Swirling the snow in a frenzied dance - random thoughts on Dubai and Sheehan
This winter hasn’t been much for snowshoeing, though. Come to think of it, I haven’t been out snowshoeing once this winter. A week before Christmas, we had a half-footer that was washed away by the rain that followed the week after. What snow we’ve had since then has been of the 1 to 2 inch variety. Here today, melted tomorrow, and a lot of rain in-between.
It’s been plenty cold this week. Coldest week we’ve had thus far this winter, but a little late considering we’re going into March. The temperature this morning was bumped down right next to zero, and tomorrow morning, it actually might be sub-zero. Even though it feels like winter, the struggle continues with actually trying to look like it. If not for the snow squall we had Thursday that dropped a couple of inches, we’d still have bare ground.
I’m not sure what six weeks of winter Punxsutawney Phil had in mind, but as far as I’m concerned, this winter is pretty much over. Of course, there’s that one chance of getting a one-footer before the vernal equinox, but at this point, I don’t see myself digging the snowshoes out of the closet.

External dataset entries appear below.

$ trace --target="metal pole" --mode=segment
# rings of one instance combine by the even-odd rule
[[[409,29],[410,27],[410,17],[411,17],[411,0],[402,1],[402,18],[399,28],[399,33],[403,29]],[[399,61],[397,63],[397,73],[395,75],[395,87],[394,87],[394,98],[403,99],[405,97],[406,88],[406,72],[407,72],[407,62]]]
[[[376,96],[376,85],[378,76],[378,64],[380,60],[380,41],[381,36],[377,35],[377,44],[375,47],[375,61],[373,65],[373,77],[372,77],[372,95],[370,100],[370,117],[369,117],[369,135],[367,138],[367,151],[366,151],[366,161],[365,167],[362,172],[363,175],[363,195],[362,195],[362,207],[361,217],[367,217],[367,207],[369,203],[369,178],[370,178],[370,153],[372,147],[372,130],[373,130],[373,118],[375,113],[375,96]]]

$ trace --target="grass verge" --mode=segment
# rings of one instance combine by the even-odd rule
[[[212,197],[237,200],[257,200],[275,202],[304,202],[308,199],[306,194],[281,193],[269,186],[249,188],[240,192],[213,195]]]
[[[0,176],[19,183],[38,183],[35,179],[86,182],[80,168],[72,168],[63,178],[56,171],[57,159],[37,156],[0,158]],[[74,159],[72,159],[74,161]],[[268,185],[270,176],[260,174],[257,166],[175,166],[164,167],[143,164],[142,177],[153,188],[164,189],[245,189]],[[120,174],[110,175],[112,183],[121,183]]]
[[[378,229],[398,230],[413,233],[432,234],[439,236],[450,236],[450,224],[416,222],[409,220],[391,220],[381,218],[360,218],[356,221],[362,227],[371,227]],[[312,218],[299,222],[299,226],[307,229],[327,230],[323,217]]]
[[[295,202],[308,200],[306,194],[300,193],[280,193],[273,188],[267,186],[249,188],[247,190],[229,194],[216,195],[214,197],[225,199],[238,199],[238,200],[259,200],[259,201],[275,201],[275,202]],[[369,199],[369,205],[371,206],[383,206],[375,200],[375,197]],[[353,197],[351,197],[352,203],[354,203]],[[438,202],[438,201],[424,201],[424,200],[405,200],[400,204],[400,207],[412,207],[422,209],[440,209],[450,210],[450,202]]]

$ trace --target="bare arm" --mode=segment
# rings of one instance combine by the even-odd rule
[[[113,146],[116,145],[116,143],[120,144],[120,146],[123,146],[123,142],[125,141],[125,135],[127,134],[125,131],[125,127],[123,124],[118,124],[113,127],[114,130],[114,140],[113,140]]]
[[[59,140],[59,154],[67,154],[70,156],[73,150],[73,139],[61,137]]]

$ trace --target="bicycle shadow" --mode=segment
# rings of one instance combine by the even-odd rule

Usually when I sit down to relax with the paper, I’ll have the news on. Why, I don’t know, especially since I don’t seem to pay much attention to it. Much of what is reported on the news is hyperbolic rhetoric, a slug fest of words between the Democrats and Republicans that the media feasts on as if it were the best prime rib in town.

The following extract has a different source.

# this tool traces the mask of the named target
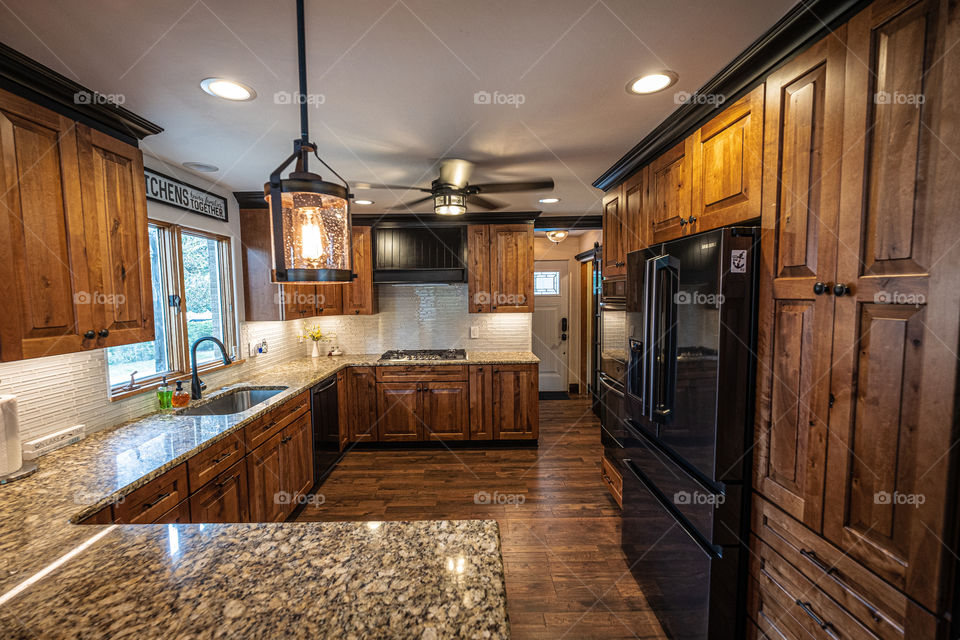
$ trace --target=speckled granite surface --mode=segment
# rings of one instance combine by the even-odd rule
[[[389,542],[383,542],[383,544],[389,544],[393,551],[387,547],[376,547],[379,551],[370,551],[373,553],[370,557],[354,554],[354,550],[349,544],[351,535],[357,533],[357,531],[354,531],[357,525],[339,523],[318,523],[315,525],[178,525],[173,529],[166,525],[113,527],[104,538],[96,541],[80,553],[77,558],[66,563],[49,577],[13,597],[5,595],[71,549],[84,544],[92,536],[106,529],[102,526],[74,525],[70,523],[71,520],[79,520],[95,512],[101,506],[114,502],[119,497],[186,460],[219,438],[242,428],[277,404],[283,403],[298,393],[309,389],[317,382],[344,367],[373,364],[383,366],[409,364],[378,363],[378,358],[379,355],[347,355],[335,358],[302,358],[289,361],[252,377],[242,385],[234,385],[288,387],[268,402],[254,406],[248,411],[230,416],[153,414],[135,422],[92,434],[77,444],[44,456],[39,460],[40,469],[37,473],[25,480],[0,487],[0,519],[3,523],[0,527],[0,615],[3,617],[3,624],[0,625],[0,629],[3,630],[4,635],[7,632],[7,624],[17,623],[17,620],[28,622],[28,630],[25,633],[29,637],[36,637],[32,635],[29,628],[32,627],[34,631],[38,629],[56,630],[60,628],[57,623],[58,619],[73,620],[77,616],[90,616],[91,619],[100,619],[101,621],[123,619],[133,624],[136,620],[141,620],[144,624],[150,622],[151,624],[165,625],[171,624],[169,618],[172,615],[173,619],[186,625],[183,627],[182,635],[216,635],[220,633],[219,631],[214,632],[216,626],[223,622],[223,620],[218,622],[219,618],[217,616],[220,616],[223,619],[230,620],[231,624],[235,622],[238,625],[236,633],[228,633],[227,636],[239,637],[244,635],[246,630],[249,630],[253,635],[272,636],[274,634],[270,632],[261,633],[264,628],[255,631],[254,627],[246,626],[249,621],[244,622],[247,620],[245,614],[237,614],[231,617],[228,613],[232,614],[236,611],[215,610],[218,606],[221,606],[220,600],[232,597],[245,602],[256,601],[258,603],[256,606],[250,602],[247,606],[252,607],[251,611],[262,613],[270,607],[261,601],[282,597],[278,594],[284,593],[283,590],[278,590],[279,587],[276,587],[276,584],[272,581],[288,578],[294,581],[283,588],[288,593],[305,593],[314,598],[309,610],[304,610],[307,612],[303,613],[302,616],[309,618],[311,624],[314,622],[319,625],[330,624],[332,619],[329,616],[334,614],[323,611],[322,606],[324,602],[328,601],[327,596],[346,598],[345,602],[352,602],[349,599],[358,597],[357,590],[365,593],[373,589],[374,591],[370,591],[370,593],[375,593],[376,585],[385,584],[382,582],[383,580],[390,583],[390,580],[394,578],[403,579],[402,574],[408,569],[410,571],[429,571],[432,565],[428,564],[420,567],[417,560],[418,553],[428,548],[431,550],[429,553],[440,553],[438,550],[440,547],[437,545],[443,540],[446,541],[443,544],[450,549],[461,549],[464,554],[467,554],[468,549],[473,549],[472,553],[474,555],[471,557],[474,560],[470,562],[478,564],[470,566],[477,571],[476,579],[486,581],[488,584],[500,585],[500,591],[496,592],[499,595],[495,595],[494,591],[487,592],[488,595],[493,594],[495,597],[494,600],[486,602],[484,606],[489,607],[491,619],[500,616],[500,623],[490,622],[490,624],[501,625],[501,632],[491,632],[489,635],[481,634],[477,637],[502,637],[505,635],[506,613],[505,593],[502,589],[503,569],[495,522],[384,524],[381,533],[378,535],[389,538]],[[431,361],[429,364],[536,362],[538,362],[536,356],[530,352],[468,352],[466,361]],[[226,389],[228,388],[230,387]],[[216,396],[220,392],[218,390],[207,395],[208,397]],[[446,533],[442,536],[438,534],[438,539],[433,540],[431,539],[432,534],[428,535],[423,530],[425,526],[445,527],[444,531]],[[176,557],[174,557],[175,554],[170,553],[172,548],[170,546],[172,544],[170,532],[172,531],[178,532],[177,535],[181,545],[181,553]],[[426,535],[426,539],[418,540],[424,535]],[[384,538],[381,537],[378,540],[384,540]],[[339,546],[341,544],[343,546]],[[418,547],[417,545],[426,546]],[[480,547],[476,547],[476,545],[480,545]],[[261,553],[267,554],[267,556],[269,554],[279,554],[280,552],[277,549],[281,547],[288,550],[290,562],[284,565],[286,569],[282,571],[277,569],[279,573],[276,575],[271,573],[273,569],[257,565],[256,562],[244,562],[242,564],[235,562],[235,558],[238,557],[250,559],[256,558]],[[374,549],[374,547],[365,548],[368,551]],[[484,549],[483,554],[481,554],[484,555],[484,558],[477,556],[477,549],[480,548]],[[417,549],[420,549],[420,551]],[[349,580],[344,576],[338,577],[335,568],[325,564],[328,561],[320,556],[328,553],[339,554],[344,562],[359,563],[353,568],[344,569],[353,572],[350,573]],[[388,555],[384,556],[384,553]],[[357,550],[357,554],[359,554],[359,550]],[[384,564],[383,560],[388,557],[403,559],[403,562],[398,560],[398,563],[392,565]],[[450,557],[457,558],[460,556]],[[464,555],[464,557],[467,556]],[[231,558],[234,558],[234,560],[231,560]],[[165,560],[161,562],[161,559]],[[248,564],[249,566],[247,566]],[[217,578],[218,572],[223,566],[228,565],[230,570],[236,572],[237,575],[245,576],[244,579],[237,581],[235,584],[231,582],[229,585],[218,582],[220,580],[220,578]],[[296,581],[304,577],[302,572],[308,571],[306,567],[309,566],[320,569],[320,573],[316,575],[313,570],[310,570],[310,579],[317,580],[317,585],[325,584],[326,587],[321,589],[320,586],[313,584],[295,584]],[[156,576],[151,578],[152,574],[156,574]],[[208,575],[212,580],[209,584]],[[445,574],[437,574],[430,578],[433,582],[428,580],[425,584],[439,584],[441,575]],[[267,585],[270,584],[273,584],[276,588],[268,587]],[[338,591],[346,589],[348,584],[350,586],[348,593]],[[472,582],[470,584],[473,585],[470,587],[471,589],[476,586]],[[81,591],[76,591],[77,589]],[[320,589],[320,591],[316,589]],[[171,590],[172,593],[168,594],[166,590]],[[98,595],[80,595],[86,592]],[[433,597],[435,595],[440,598],[443,593],[447,592],[436,591],[434,587],[430,587],[429,591],[422,593],[407,592],[404,597],[408,600],[404,602],[408,602],[408,604],[404,604],[403,607],[412,607],[411,611],[423,607],[433,607],[438,612],[436,615],[441,615],[440,612],[444,610],[444,607],[452,605],[451,601],[441,601]],[[466,592],[455,595],[458,598],[460,596],[465,598],[464,603],[474,597],[473,595],[468,596]],[[66,598],[65,602],[72,603],[70,607],[66,607],[66,605],[57,601],[58,596],[63,596]],[[397,608],[397,601],[390,604],[382,599],[386,597],[386,595],[381,595],[381,599],[374,598],[373,600],[373,602],[379,603],[377,606],[389,607],[390,610],[383,612],[382,615],[388,616],[388,618],[390,616],[401,616],[401,619],[402,616],[407,615]],[[4,601],[4,598],[6,598],[6,601]],[[147,602],[153,600],[161,603],[156,605],[161,607],[161,610],[164,606],[172,607],[172,609],[166,610],[169,614],[168,619],[162,622],[156,619],[150,620],[150,616],[155,616],[157,609],[152,609],[153,614],[143,618],[139,617],[140,609],[145,608]],[[276,600],[273,600],[273,602],[276,602]],[[44,603],[43,606],[40,606],[40,603]],[[65,607],[63,611],[57,608],[60,606]],[[358,615],[360,610],[356,607],[363,606],[365,606],[364,603],[358,600],[351,604],[353,608],[345,609],[344,615]],[[469,627],[473,630],[472,623],[468,621],[473,620],[472,616],[475,612],[469,607],[464,607],[466,607],[465,604],[461,605],[461,609],[458,610],[459,616],[451,615],[449,612],[443,613],[443,615],[449,617],[449,624],[465,624],[465,628]],[[291,609],[291,611],[298,610],[296,608]],[[351,611],[353,613],[350,613]],[[290,614],[289,619],[283,618],[283,615],[279,618],[281,621],[286,620],[283,624],[293,624],[292,621],[297,618],[294,613]],[[299,623],[306,624],[302,616]],[[180,618],[183,618],[183,620],[180,620]],[[392,618],[390,619],[392,620]],[[426,624],[427,619],[423,622],[424,624]],[[212,625],[207,631],[199,631],[200,626],[191,626],[201,625],[202,620],[206,620],[205,624]],[[359,624],[358,620],[355,622]],[[261,620],[258,624],[262,623]],[[15,624],[13,628],[19,628],[18,624]],[[76,633],[71,631],[67,635],[72,637],[98,637],[102,635],[96,633],[92,626],[88,625],[86,631],[83,631],[81,623],[77,622],[76,624],[80,625]],[[249,622],[249,624],[253,623]],[[127,629],[128,627],[125,625],[126,623],[121,627]],[[148,629],[149,627],[142,627],[142,633],[134,633],[131,637],[151,635]],[[160,627],[153,629],[158,635],[164,635],[160,633]],[[279,629],[280,627],[278,627],[277,635],[289,635]],[[351,637],[346,629],[346,627],[343,627],[331,635]],[[434,631],[437,633],[436,637],[457,637],[456,633],[448,633],[450,629],[449,626],[436,627]],[[433,633],[426,626],[422,627],[421,630],[424,634],[423,637],[431,637]],[[354,631],[357,637],[365,635],[362,631]],[[181,632],[172,635],[177,634],[181,634]],[[473,637],[471,634],[464,637]],[[49,637],[51,633],[37,633],[36,635]],[[56,634],[53,633],[53,635]],[[166,637],[171,637],[171,635]],[[320,633],[316,637],[325,637],[325,634]],[[417,637],[420,636],[417,635]]]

In response to any perceived blundering or acts of incompetency by Bush, you can pretty much count on Kennedy or Clinton or Schumer to say bananas and baloney. But this weeks response by the Democrats and a few Republicans to the news of P&O’s proposed purchase by Dubai Ports that would “surrender management of our ports to an Arab-based firm” went beyond bananas and baloney: “Bush not aware of the Dubai Ports World bid of P&O before it was proposed;” “Hillary Clinton and other Senate leaders oppose Dubai’s 6.8 billion dollar purchase of P&O;” “Take over of our ports by Dubai poses a serious threat to our national security.” Excuse me, but can anyone say, “Xenophobia?”
If the faulty assumptions that are being made here cannot be clearly seen and understood, then I think we’re in even bigger trouble that goes way beyond last week’s fodder-all over Cheney’s accidental shooting of one tough old bird. The United Arab Emirates, aside from being a very strong ally, also represents the very model of a “moderate” Arab/Muslin government that is beginning to take hold in Afghanistan, and, hopefully, will begin to take hold in Iraq.
Contrary to what some people would like to think, this is not a case of the fox being let in the hen house, or as Letterman put it, “letting Britney Spears baby sit your child.” If anything, it’s a case of ignorance on our part, thus kudos to Karl Rove for suggesting a “cooling off period” so that we might put this argument in proper context, and back away from absurd arguments such as given by Schumer, who said we should be careful before we outsource our “sensitive homeland security duties.” First of all, “security duties” are performed by our U.S. Customs and U.S. Coastguard. The actual operation and management of the port would be by the company, which, incidentally—and I’m sure much to Schumer’s surprise if someone where to tell him—is now operated and managed by a British owned company.
If the brouhaha over the Dubai purchase wasn’t enough, the media’s Chicken Little News Events has turned the spotlight once again on Cindy Sheehan. Like the caricature in the game, “Where’s Waldo?” Sheehan keeps popping up in the most unlikely places. Newsflash: see Cindy Sheehan arrested while attending the State of the Union Address; see Cindy with Cesar Chavez; see Cindy with Veterans for Peace in New Orleans. And where will she be next? Who knows? Who cares? Yawn.
Whatever sentiments one may feel toward her, especially considering she has experienced the loss of two of her children, she is not a modern day Joan of Arc, and the more the media strives to portray her causes as noble and worthy of our attention, the more pathetic and contemptible she becomes.
Enough of the couch and TV. Tomorrow is Sunday. Clothes to wash, and then housecleaning. Later in the afternoon I’ll be going over to my mother’s for dinner. I make a cup of orange spice tea with a dab of honey, and then sit down at the table. I turn the light off, and stare out the window. On a cold night like tonight--the wind busy swirling the snow in a frenzied dance across the yard--I’m amazed by how bright the stars shine.